Astrophysics FREYA
- Name of the cluster:
FREYA
- Institution:
Max Planck Institute for Astrophysics
Login nodes:
|
|
|
|
Hardware Configuration:
login nodes freya[01-04] : 2 x Intel(R) Xeon(R) Gold 6138 CPU @ 2.00GHz; 40 cores per node; 384 GB RAM
100 execution nodes freya[073-104,109-176] for parallel computing with a total amount of 6880 CPU cores; 2 x Intel(R) Xeon(R) Gold 6138 CPU @ 2.00GHz; 192 GB RAM
4 execution nodes freya[104-108] for parallel computing with a total amount of 160 CPU cores; 2 x Intel(R) Xeon(R) Gold 6138 CPU @ 2.00GHz; 384 GB RAM
8 execution nodes freyag[01-08] for parallel GPU computing with a total amount of 320 CPU cores; 2 x Intel(R) Xeon(R) Gold 6138 CPU @ 2.00GHz; 384 GB RAM; 2 x Nvidia Tesla P100-PCIE-16GB GPUs per node
4 execution nodes freyag[09-12] for parallel GPU computing with a total amount of 160 CPU cores; 2 x Intel(R) Xeon(R) Gold 6138 CPU @ 2.00GHz; 384 GB RAM; 2 x Nvidia Tesla V100-PCIE-32GB GPUs per node
11 execution nodes freyag[201-211] for parallel GPU computing with a total amount of 480 CPU cores; 2 x Intel(R) Xeon(R) Platinum 8268 CPU @ 2.90GHz; 384 GB RAM; 4 x Nvidia Tesla A100-PCIE-40GB GPUs per node
node interconnect is based on Intel Omni-Path Fabric (Speed: 100Gb/s)
Filesystems:
- /u
shared home filesystem; GPFS-based; user quotas (currently 900 GB, 1M files) enforced; quota can be checked with ‘/usr/lpp/mmfs/bin/mmlsquota’.
- /freya/ptmp
shared scratch filesystem (1.7 PB); GPFS-based; no quotas enforced. NO BACKUPS!
- /virgotng
shared scratch filesystem (8.0 PB); GPFS-based; no quotas enforced. NO BACKUPS
Compilers and Libraries:
The “module” subsystem is implemented on FREYA. Please use ‘module available’ to see all available modules.

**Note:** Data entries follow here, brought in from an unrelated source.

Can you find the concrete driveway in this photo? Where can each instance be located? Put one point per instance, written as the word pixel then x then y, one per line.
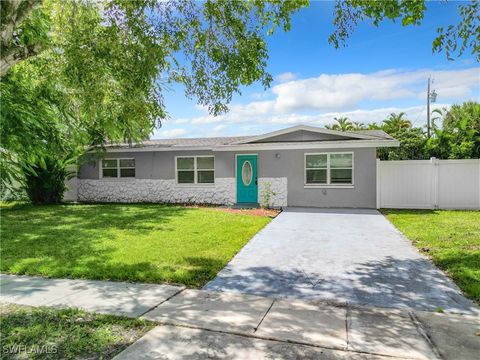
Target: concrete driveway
pixel 353 256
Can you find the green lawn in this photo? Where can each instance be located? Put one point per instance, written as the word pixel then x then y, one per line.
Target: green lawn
pixel 132 242
pixel 450 238
pixel 43 333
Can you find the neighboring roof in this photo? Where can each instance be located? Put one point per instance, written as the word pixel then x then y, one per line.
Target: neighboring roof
pixel 361 138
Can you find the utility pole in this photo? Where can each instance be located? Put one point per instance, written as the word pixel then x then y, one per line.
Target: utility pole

Intel compilers (-> ‘module load intel’): icc, icpc, ifort
GNU compilers (-> ‘module load gcc’): gcc, g++, gfortran
Intel MKL (‘module load mkl’): $MKL_HOME defined; libraries found in $MKL_HOME/lib/intel64
Intel MPI 2017.4 (‘module load impi’): mpicc, mpigcc, mpiicc, mpiifort, mpiexec, …´
GPGPU computing (‘module load cuda’): nvcc, …
Batch system based on Slurm:
sbatch, srun, squeue, sinfo, scancel, scontrol, s*
current max. turnaround time (wallclock): 24 hours
max. nodes limit per user: 92
four partitions: p.24h (default), p.test, p.gpu & p.gpu.ampere
p.test partition: has 4 nodes with 2 Nvidia Pascal gpus and 30 min run time
sample batch scripts can be found on Cobra home page (must be modified for FREYA)
Useful tips:
Nodes in p.test partition are in shared mode, default memory per job set to 9500 MB. To allocate necessary amount of memory use --mem parameter.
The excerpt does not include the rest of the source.